Indian cinematographer

Pratap. P. Nair born in Thiruvananthapuram the capital city of Kerala, Pratap is a cinematographer based in Kerala. Pratap attended Film and Television Institute of India, Pune and graduated in the year 2004. After graduating from FTII, Pratap moved to Mumbai to pursue a career in cinematography. He is best known for films like Mundrothuruth, August Club and Reti. He worked in film production jobs in Mumbai, Hyderabad and Chennai, including associate cameraman, Camera Assistant and Camera Operator.
A few among his various other achievements and recognition's are National award, non feature section in the year 2002, UGC national award for best documentary direction in 2005, film critics award (television) 2012. Pratap has worked as Director of Photography for many Malayalam films and five Marathi films.
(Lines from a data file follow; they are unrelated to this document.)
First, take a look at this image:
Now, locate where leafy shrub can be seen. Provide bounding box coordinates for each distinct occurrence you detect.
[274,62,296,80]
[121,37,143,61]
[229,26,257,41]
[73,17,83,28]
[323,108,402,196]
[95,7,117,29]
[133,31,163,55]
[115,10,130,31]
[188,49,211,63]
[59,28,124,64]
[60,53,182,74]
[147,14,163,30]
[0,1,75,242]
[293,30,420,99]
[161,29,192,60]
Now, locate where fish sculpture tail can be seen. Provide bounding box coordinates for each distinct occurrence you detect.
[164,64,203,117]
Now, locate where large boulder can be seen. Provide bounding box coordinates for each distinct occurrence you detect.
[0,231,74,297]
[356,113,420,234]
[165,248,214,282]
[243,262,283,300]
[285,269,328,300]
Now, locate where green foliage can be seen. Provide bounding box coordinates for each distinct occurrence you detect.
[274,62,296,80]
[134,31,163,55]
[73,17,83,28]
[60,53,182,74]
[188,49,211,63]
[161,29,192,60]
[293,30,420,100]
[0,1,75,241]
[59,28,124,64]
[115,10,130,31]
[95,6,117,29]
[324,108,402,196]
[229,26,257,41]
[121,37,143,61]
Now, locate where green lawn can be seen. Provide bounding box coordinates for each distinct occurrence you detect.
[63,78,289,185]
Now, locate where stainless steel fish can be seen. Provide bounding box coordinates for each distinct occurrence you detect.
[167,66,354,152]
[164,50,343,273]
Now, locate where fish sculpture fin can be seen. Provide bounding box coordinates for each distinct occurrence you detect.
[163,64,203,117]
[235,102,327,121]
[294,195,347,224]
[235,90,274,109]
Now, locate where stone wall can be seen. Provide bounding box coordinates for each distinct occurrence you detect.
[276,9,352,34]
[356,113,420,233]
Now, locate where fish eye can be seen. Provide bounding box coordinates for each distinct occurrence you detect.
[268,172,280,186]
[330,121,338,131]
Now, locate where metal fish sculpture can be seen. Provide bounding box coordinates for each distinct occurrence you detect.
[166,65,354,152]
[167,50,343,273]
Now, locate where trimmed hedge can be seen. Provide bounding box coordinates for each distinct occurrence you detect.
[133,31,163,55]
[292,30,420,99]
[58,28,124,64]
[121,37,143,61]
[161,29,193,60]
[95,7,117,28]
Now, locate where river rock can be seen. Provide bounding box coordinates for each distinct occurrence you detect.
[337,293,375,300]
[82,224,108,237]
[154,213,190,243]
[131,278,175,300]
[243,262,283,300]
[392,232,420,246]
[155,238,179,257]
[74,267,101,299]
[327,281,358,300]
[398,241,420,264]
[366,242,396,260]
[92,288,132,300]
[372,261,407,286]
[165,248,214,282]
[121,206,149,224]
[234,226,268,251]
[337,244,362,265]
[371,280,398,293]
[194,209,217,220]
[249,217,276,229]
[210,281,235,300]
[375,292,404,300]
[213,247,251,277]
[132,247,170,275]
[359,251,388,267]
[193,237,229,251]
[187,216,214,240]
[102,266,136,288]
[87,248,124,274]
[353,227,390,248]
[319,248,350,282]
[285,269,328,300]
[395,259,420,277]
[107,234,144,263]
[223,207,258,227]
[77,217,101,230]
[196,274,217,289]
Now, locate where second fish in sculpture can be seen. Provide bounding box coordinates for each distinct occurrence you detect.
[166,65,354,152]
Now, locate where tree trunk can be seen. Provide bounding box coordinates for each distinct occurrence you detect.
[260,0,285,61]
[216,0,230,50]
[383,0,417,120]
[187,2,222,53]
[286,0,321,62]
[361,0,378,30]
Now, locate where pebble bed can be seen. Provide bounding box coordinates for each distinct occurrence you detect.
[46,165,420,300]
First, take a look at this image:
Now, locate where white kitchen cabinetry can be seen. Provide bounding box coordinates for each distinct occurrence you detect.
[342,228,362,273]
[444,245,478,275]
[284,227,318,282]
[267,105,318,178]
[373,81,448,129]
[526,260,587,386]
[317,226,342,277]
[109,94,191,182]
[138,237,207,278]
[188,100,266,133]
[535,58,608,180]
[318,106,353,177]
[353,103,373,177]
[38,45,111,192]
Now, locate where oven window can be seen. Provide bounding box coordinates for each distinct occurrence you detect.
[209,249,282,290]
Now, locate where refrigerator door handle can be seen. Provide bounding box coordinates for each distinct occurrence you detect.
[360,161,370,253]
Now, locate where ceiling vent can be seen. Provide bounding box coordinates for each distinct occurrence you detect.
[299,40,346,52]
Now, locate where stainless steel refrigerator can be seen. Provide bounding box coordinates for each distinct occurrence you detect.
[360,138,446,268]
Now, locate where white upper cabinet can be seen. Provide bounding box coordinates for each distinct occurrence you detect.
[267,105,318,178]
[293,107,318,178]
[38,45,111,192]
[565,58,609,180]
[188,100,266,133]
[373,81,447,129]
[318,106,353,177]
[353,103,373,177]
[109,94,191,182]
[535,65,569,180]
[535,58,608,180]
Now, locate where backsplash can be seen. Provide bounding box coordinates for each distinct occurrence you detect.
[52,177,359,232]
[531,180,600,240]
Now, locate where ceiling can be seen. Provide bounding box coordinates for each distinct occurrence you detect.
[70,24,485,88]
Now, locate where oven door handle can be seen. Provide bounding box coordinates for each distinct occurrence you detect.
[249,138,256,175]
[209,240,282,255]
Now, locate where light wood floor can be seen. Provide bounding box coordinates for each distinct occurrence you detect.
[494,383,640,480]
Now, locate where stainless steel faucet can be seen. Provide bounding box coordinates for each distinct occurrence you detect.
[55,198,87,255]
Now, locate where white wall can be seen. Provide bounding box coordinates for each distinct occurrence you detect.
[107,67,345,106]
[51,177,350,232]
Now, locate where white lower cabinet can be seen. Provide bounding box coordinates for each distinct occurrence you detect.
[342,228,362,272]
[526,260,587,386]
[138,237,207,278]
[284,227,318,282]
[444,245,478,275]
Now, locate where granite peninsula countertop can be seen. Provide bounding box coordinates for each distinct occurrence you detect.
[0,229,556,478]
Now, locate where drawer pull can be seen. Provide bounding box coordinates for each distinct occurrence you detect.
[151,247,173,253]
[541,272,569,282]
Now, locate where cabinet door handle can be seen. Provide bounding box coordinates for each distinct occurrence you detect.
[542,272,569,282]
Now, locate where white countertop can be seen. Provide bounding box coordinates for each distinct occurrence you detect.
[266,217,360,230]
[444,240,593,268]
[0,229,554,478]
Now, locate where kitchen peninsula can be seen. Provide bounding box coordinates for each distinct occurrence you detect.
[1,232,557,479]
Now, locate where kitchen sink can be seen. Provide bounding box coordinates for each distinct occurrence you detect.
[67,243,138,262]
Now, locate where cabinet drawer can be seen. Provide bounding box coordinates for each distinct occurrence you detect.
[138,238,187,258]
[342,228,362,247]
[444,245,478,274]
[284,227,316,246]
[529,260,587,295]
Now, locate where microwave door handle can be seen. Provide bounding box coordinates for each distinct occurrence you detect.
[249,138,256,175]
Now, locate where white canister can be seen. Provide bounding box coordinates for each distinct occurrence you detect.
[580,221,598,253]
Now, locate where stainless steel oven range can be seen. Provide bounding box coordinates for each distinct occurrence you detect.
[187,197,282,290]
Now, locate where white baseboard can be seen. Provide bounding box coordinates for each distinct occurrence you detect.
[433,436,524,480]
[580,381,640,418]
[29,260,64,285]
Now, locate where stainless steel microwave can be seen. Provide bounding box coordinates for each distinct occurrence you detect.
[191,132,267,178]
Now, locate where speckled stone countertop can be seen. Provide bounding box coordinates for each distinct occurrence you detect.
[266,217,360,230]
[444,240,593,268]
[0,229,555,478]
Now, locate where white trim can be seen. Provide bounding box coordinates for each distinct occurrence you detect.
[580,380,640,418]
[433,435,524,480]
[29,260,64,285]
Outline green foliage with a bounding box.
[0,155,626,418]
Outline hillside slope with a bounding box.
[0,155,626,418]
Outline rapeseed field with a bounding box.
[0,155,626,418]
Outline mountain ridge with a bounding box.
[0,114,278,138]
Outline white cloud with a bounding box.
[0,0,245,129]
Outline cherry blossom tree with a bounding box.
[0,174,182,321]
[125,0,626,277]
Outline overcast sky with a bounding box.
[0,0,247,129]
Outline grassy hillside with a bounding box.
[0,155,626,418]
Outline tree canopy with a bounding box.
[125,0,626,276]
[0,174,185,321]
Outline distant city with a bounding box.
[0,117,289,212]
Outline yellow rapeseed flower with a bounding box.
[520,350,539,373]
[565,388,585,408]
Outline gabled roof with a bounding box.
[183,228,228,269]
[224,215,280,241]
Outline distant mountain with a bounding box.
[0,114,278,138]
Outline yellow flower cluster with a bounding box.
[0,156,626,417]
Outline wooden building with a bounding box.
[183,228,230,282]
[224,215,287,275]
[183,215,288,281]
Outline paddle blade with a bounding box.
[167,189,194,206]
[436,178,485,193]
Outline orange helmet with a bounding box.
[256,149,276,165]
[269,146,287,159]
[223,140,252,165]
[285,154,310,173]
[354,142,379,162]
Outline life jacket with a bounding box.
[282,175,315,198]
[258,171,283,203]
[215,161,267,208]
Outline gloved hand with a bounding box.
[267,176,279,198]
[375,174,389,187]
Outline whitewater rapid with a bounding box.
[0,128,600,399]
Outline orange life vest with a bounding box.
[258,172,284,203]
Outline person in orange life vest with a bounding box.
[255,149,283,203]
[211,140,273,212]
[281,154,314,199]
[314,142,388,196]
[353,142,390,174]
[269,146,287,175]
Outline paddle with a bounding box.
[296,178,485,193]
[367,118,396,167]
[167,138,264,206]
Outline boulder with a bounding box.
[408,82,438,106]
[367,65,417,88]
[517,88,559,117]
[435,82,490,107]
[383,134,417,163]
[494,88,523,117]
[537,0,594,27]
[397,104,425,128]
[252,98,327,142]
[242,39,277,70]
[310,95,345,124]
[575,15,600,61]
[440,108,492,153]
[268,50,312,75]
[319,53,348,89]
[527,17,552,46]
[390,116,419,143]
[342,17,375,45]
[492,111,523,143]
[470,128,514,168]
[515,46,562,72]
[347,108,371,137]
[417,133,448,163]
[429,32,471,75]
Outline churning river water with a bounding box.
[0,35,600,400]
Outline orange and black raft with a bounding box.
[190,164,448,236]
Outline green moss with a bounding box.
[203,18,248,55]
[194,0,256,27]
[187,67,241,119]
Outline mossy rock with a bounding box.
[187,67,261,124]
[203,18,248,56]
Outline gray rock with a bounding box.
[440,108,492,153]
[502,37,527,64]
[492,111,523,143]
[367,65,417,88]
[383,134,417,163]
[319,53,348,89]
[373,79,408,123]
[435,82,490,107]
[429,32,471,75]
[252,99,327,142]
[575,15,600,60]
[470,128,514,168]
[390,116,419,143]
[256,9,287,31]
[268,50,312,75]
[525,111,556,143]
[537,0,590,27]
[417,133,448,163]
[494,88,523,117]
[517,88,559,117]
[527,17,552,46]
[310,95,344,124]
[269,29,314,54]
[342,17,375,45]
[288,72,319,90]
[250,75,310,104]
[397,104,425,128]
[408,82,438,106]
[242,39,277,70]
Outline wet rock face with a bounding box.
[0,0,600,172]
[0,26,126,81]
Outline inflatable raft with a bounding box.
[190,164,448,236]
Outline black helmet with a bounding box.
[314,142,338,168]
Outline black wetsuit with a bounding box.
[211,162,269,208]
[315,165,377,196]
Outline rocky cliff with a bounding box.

Pratap has to his credit, more than fifty documentaries, short films and TV commercials and continues to work as a Director of Photography splitting his time between Mumbai, Kolkata and Trivandrum.

==Filmography==
===Feature films===

| Year | Film | Director | Language |
|---|---|---|---|
| 2007 | Kaliyorukkam | S Sunil | Malayalam |
| 2009 | Natch tuchaz lagin hai | Milind Shinde | Marathi |
| 2010 | Bhakthajanangalude Sradhakku | Priyanandanan | Malayalam |
| 2011 | Gulam bhegam badsha | Raju firke | Marathi |
| 2012 | August Club | K. B. Venu | Malayalam |
| 2015 | Mundrothuruth | Manu | Malayalam |
| 2016 | Reti | Suhas Bhosle | Marathi |
| 2017 | Re Raya | Milind shinde | Marathi |
| 2018 | Idam | Jaya Jose Raj | Malayalam |
| 2019 | Kenjira | Manoj Kana | Malayalam |
| 2021 | Aa Mukham | Abhilash Purushothaman | Malayalam |
| 2022 | Khedda | Manoj Kana | Malayalam |
| 2022 | Station 5 | Prashant kanathur | Malayalam |
| 2025 | Fado | Sreevalsan J. Menon | Malayalam |

===Short films===

| Year | Film | Director | Language |
|---|---|---|---|
| 2018 | Catharsis (Silencing Revelations) | Indira Zen | Malayalam |
| 2017 | Oru raathriyude kooli | Madhupal | Malayalam |
| 2013 | Oru yathrayil | Priyanandanan | Malayalam |
| 2012 | Manjupole | Prasanth Kanathur | Malayalam |
| 2010 | Aval | Prasanth Kanathur | Malayalam |

==Awards==
- Kerala State Film Award for Best Cinematography for Idam and Kenjira (2018 film)|Idam and Kenjira in the year 2019.